Tidak puas dengan pernyataan di atas dalam tulisannya, Atah Roy melanjutkan tulisannya. Aku tidak puas dengan kehidupan teater di Riau. Apakah yang dicari oleh pekerja teater Riau? Sebagai perbandingan, tulis Atah Roy, aku menonton film Mr. Smit and Mrs. Smit yang dimainkan oleh atris seksi Anggelina Jolie dan aktor serba bisa Break Pett. Ceritanya berkisah tentang kesetiaan dan kedurhakaan seorang perempuan terhadap kekasihnya dan kesetiaan dan kedurhakaan lelaki terhadap kekasihnya. Adalah Mr. dan Mrs. Smit sepasang suami istri yang bekerja sebagai pembunuh bayaran. Di tengah kepopuleran keduanya, mereka dijebak dalam suatu misi yang harus saling menghabisi nyawa satu dengan yang lainnya. Pada satu sisi, mereka harus bertanggung jawab dengan pekerjaan, di satu sisi mereka teringat nilai cinta yang mendalam. Dan pada akhirnya, rasa cinta mengalahkan ego mereka tentang diri mereka yang menganggap lebih perkasa satu dengan yang lainnya. Cerita Mr. Smit and Mrs. Smit digarap menggunakan teknologi canggih. Selain itu, ceritanya juga relefan dengan keadaan hari ini.

Apa yang dicari pekerja teater di Riau, Bro? Atah Roy kembali bertanya dalam tulisannya yang ia kirim ke inbox facebook saya. Pekerja teater tidak akan musnah selagi manusia masih mendiami bumi ini, jelas Atah Roy. Pekerja teater Riau, tulis Atah Roy, harus memanfaatkan teknologi seperti yang dilakukan kedua gadis pembawa lagu Keong Racun, dan pekerja teater Riau harus juga menuangkan gagasannya ke dalam film. Buat film seperti Mr. And Mrs. Smit, Bung! Kami di kampung tak dapat menenguk pementasan teater yang hanya dipentaskan di Anjung Idrus Tintin yang megah itu. Selain itu, orang lebih suka menonton sinetron Cinta Fitri ketimbang menonton pementasan Nyanyian Angsa. Cobalah bung dan kawan-kawan melakukan penelitian, mana yang banyak menonton teater dibandingkan menonton film atau sinetron di rumah? Novel Laskar Pelangi, tidak akan dibaca orang kalau film Laskar Pelangi tidak ada.

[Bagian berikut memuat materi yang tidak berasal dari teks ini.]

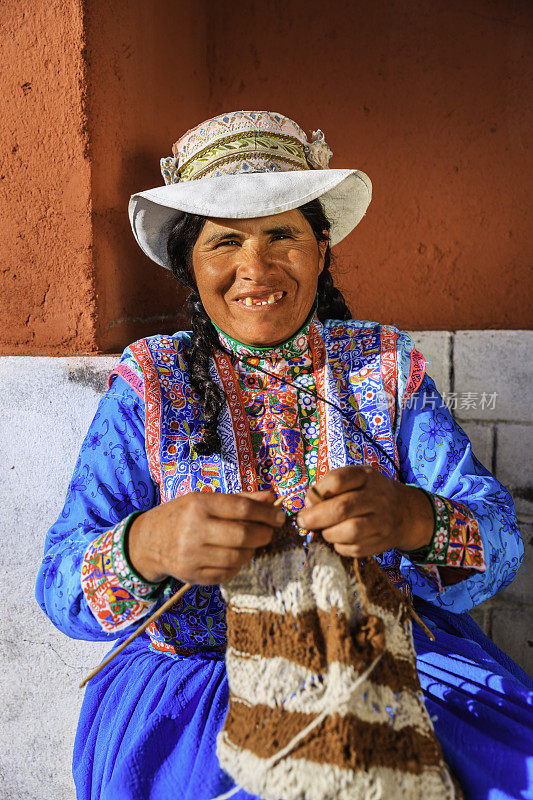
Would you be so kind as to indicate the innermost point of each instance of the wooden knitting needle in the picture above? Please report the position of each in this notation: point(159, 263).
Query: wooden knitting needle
point(168, 604)
point(364, 596)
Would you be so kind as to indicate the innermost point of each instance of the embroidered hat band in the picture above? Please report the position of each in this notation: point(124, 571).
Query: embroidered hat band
point(264, 142)
point(246, 164)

Pada hari ini, tulis Atah Roy lagi, orang dapat menyaksikan pergelaran teater yang nyata di negeri ini. Segala peristiwa kehidupan negeri ini, semuanya seperti pementasan teater. Penonton pada hari ini, ingin melihat diri mereka bermain di atas bulan atau matahari dengan cerita super baru. Sekali lagi, manfaatkan teknologi, cari cerita baru, garap spetakuler dengan teknologi agar cerita yang dipentaskan dengan menggunakan media teater terasa menyegarkan, bukan malah sebaliknya, sehabis menonton teater wajah berkerut, tidak tahu apa yang dapat diambil dari pementasan itu. Dunia tidak statis, dunia dinamis, teater adalah bagian dari dunia yang terus bergerak mengikuti zaman. Masihkan kita menjulang Hang Tuah dan Hang Jebat dengan tanjak dan keris Tamingsarinya? Sementara perampokan bank, orang-orang telah menggunakan basoka, seperti Rambo. Selamat berpikir, Bung. Atah Roy menutup tulisannya yang dikirimkan lewat inbox di facebook saya.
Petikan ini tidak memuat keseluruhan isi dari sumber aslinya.